Обошёл несколько деревьев. Замер, остановился на полушаге. И медленно, стараясь не шуметь, поднял ружьё. В груди спокойно, но как-то уж слишком гулко билось сердце. Очир затаил дыхание. Напряг глаза, будто боялся, что горький воздух отравил не только его обоняние, но и зрение.

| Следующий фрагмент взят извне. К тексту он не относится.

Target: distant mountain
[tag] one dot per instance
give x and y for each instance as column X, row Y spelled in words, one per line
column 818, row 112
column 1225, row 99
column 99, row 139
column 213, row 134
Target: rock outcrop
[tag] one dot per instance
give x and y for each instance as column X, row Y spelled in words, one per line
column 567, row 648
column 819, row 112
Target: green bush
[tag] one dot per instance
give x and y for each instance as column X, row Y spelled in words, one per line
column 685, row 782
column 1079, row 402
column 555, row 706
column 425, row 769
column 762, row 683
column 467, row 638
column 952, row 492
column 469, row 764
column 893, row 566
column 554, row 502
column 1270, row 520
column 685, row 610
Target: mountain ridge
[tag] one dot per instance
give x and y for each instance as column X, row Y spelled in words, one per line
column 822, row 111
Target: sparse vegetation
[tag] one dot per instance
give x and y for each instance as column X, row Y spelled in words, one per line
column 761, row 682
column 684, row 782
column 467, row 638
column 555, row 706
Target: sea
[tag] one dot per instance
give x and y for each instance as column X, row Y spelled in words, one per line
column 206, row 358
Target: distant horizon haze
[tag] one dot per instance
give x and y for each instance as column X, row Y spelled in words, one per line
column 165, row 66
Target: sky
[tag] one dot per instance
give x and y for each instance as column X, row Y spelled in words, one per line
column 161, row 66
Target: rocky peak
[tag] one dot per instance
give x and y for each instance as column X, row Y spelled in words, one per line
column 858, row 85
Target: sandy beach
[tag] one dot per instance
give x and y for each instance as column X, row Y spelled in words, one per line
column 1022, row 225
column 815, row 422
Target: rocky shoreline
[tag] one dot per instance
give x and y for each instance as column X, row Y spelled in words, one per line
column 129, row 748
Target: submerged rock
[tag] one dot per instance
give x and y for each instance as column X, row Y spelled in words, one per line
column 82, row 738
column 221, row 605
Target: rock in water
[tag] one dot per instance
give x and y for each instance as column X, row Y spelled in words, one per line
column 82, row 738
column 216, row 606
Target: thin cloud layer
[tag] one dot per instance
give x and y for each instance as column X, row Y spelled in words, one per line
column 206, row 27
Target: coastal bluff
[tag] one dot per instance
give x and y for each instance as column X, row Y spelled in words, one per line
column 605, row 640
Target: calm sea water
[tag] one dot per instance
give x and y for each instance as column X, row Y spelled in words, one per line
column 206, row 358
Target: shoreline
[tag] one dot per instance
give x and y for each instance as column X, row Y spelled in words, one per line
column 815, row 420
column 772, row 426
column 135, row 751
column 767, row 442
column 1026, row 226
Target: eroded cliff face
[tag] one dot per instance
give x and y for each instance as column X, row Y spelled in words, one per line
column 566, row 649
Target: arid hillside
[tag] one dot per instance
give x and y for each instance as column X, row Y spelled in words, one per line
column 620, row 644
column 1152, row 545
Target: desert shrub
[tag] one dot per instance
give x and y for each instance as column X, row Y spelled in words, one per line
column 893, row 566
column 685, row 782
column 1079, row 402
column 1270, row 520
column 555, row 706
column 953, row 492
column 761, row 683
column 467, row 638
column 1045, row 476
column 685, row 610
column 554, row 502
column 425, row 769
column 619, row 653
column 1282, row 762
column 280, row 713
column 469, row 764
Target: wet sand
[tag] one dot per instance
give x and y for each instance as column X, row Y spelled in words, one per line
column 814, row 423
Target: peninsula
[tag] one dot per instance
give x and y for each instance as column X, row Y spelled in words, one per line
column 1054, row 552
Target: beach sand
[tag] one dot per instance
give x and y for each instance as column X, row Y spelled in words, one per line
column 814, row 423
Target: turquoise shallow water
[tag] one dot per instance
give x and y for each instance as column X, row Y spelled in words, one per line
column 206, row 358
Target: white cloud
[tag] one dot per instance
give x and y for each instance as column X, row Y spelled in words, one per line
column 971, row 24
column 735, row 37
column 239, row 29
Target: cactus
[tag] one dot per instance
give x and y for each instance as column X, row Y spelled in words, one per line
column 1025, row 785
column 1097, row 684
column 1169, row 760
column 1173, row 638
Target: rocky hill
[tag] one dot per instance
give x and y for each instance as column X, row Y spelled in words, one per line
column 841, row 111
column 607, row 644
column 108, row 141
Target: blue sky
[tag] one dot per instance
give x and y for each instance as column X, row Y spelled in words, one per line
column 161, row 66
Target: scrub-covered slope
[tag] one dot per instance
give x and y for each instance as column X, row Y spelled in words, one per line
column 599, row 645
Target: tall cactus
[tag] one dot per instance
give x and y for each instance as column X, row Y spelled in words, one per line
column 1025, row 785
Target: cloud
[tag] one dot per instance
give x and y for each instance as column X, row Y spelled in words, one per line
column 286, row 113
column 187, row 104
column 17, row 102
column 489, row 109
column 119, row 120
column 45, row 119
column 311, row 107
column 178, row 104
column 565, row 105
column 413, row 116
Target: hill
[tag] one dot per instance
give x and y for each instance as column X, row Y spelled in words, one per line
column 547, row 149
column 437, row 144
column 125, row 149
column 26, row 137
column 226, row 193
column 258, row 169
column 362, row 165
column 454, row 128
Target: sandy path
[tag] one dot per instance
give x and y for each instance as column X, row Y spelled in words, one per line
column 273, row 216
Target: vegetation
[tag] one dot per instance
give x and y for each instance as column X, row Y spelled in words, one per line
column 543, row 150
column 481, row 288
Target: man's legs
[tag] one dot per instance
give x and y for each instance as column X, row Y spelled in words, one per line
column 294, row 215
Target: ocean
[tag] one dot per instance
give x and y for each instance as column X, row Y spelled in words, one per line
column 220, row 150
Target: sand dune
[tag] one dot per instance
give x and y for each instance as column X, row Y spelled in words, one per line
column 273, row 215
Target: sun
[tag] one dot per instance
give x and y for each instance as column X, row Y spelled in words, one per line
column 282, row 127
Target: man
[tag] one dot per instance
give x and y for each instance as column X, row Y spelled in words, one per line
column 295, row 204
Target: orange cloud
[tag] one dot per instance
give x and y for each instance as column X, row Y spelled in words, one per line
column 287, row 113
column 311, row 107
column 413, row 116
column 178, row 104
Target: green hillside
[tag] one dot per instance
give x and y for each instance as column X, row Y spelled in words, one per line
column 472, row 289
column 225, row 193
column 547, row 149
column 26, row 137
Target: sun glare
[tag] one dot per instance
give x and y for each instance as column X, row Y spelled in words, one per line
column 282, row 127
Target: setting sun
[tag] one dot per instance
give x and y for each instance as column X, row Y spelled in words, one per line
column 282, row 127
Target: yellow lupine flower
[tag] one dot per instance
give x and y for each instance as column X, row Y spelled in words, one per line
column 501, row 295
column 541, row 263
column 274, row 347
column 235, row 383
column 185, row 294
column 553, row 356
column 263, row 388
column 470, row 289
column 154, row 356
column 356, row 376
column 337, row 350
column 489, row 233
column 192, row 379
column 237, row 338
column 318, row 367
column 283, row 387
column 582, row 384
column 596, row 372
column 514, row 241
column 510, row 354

— Не согласен, — зевнул Юра.
— Ну смотри… — оживился Слава.
— Слушай, хватит уже.
— Вот как ты отличишь малодушие от умения вовремя затормозить? — Слава отказывался замечать поскучневшее лицо брата. — Вот идёшь по бурелому. И вдруг говоришь себе, что пора уже встать ночёвкой, что лучшего места не найти, а если пораньше ляжешь, то и выйдешь до рассвета. Чего тянуть? А? Как тебе ситуация? Можно ли себе верить? Ум-то — он увёртливый, услужливый, оправдает всё, что нужно. Вдруг в тебе говорит не мозг, а уставшее тело? Тело-то близорукое, просчитывает на один шаг. Пакостная история. Пойди разберись. Тут тебе протаранить ещё километр — и найдёшь полянку, нормально поставишь палатку и выспишься. А ты подумаешь, что не малодушничаешь, не ленишься, а только…
— Тихо, — буркнул Фёдор Кузьмич.
Слава замолчал. Насторожился. Ничего не услышал в округе. Только птицы кричали. Но Слава знал, что отцу лучше не перечить, и больше уже не заговаривал. Юра тайком показал, как с облегчением смахивает со лба пот, и прикрыл глаза, готовый задремать. Слава покривился ему в ответ и отошёл в сторону. Спать не хотелось. Решил пройтись по лесу.
— Сядь, — тихо, но отчётливо сказал Фёдор Кузьмич.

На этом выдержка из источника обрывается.